Michael preferred taking drugs over eating. After losing 35 lbs, his mind began to deteriorate. He burned through every relationship he had to get what he wanted, employing strong-arm tactics that all seemed to fail. In a matter of days, he lost everything. The money, the penthouse, the car; it was all gone. 

A few weeks later, the boy who didn’t like being alone was a hollow-eyed junkie walking the streets without a friend in the world. He was still trying to score the next deal, however. He had no choice. There was still a memory to numb. 

One morning, he thought of calling his mom and going home.  The idea of sleeping in a normal bed appealed to him. She agreed to meet him in a nearby church parking lot.

Laurie Dotts thought she had seen Michael at his worst on previous occasions. But nothing could prepare her for what stood before her that day: a boney figure, slouched under the sun in a church parking lot. As she pulled up, the cross at the top of the church was in view. When Michael got in the car, Laurie pointed at the cross and screamed at her son, “That’s the only thing that will save you, honey! That’s it! There’s no hope without that!” Tears burst from her eyes. “And I have something else to tell you,” she said. “I’m not taking you home.” 

Michael couldn’t believe what he was hearing. His mother loved him unconditionally. She would do anything for him. Now she wouldn’t even take him home?

“I know you’ll steal from the house. I am not your answer. I can’t do anything for you. Only that, honey. The cross is your only hope!”

Michael stood alone in the parking lot and watched her drive away—just him, a church, and a cross. Laurie cried so hard she thought she would die from the pain.

Michael received a call later on that day from an associate asking for a gram of heroin.  It would become a pivotal moment.  Michael walked into a sting operation; five police units were waiting. His friend was offered less jail time in exchange for giving up a “fat cat.”

He was sent to rehab and while working at a fundraising car wash, he saw a Rock Church sticker on a car. “My parents just started going there,” he told the driver.

“Hmmm,” said the driver. “I feel the Lord is telling me you need to go to the Rock School of Ministry.”


“Hmmm,” said the driver. “I feel the Lord is telling me you need to go to the Rock School of Ministry.”

Yeah, whatever.

The day he was released, he had nowhere to go. He came across the man’s number from the car wash. “Rock School of Ministry,” he thought. “Maybe I’ll try that.”

The day he walked in just so happened to be “Bring Your Friend” day. It hit him like a bolt of lightning. “This is where I’m supposed to be!” he thought.

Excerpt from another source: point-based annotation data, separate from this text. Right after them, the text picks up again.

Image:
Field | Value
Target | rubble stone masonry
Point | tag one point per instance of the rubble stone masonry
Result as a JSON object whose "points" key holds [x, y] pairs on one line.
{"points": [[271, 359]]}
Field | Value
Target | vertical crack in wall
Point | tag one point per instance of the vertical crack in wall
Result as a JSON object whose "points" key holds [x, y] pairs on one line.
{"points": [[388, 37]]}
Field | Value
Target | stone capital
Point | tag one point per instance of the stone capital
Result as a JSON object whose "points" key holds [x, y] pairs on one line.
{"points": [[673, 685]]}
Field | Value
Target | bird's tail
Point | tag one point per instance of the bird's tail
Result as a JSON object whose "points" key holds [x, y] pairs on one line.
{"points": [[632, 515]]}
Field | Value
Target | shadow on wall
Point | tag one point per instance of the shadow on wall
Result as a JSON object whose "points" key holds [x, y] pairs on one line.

A smile spread across his face as Jesus came to him in the smiles and embraces of the people there. Learning about the lavish love of Jesus Christ, he didn’t feel lonely and awkward anymore. In fact, the more “himself” he was, the more loved he seemed to feel. 

After a short time, the young man who had plummeted to the depths of human existence was high atop a mountain in Oaxaca, cutting a path in the jungle while trying to reach a village to speak of Jesus. Says Michael, “I was already in the grave. All that was missing was the dirt and gravestone. Now I live a life filled with joy and purpose. How can I not tell others about a Savior who offers that kind of love?”

Michael has forgiven his abuser and genuinely hopes he has a blessed life. “I used to try to numb the memory of what he did to me,” he says. “But God has given me the opportunity to forgive him, and I get to feel all the glory of that.”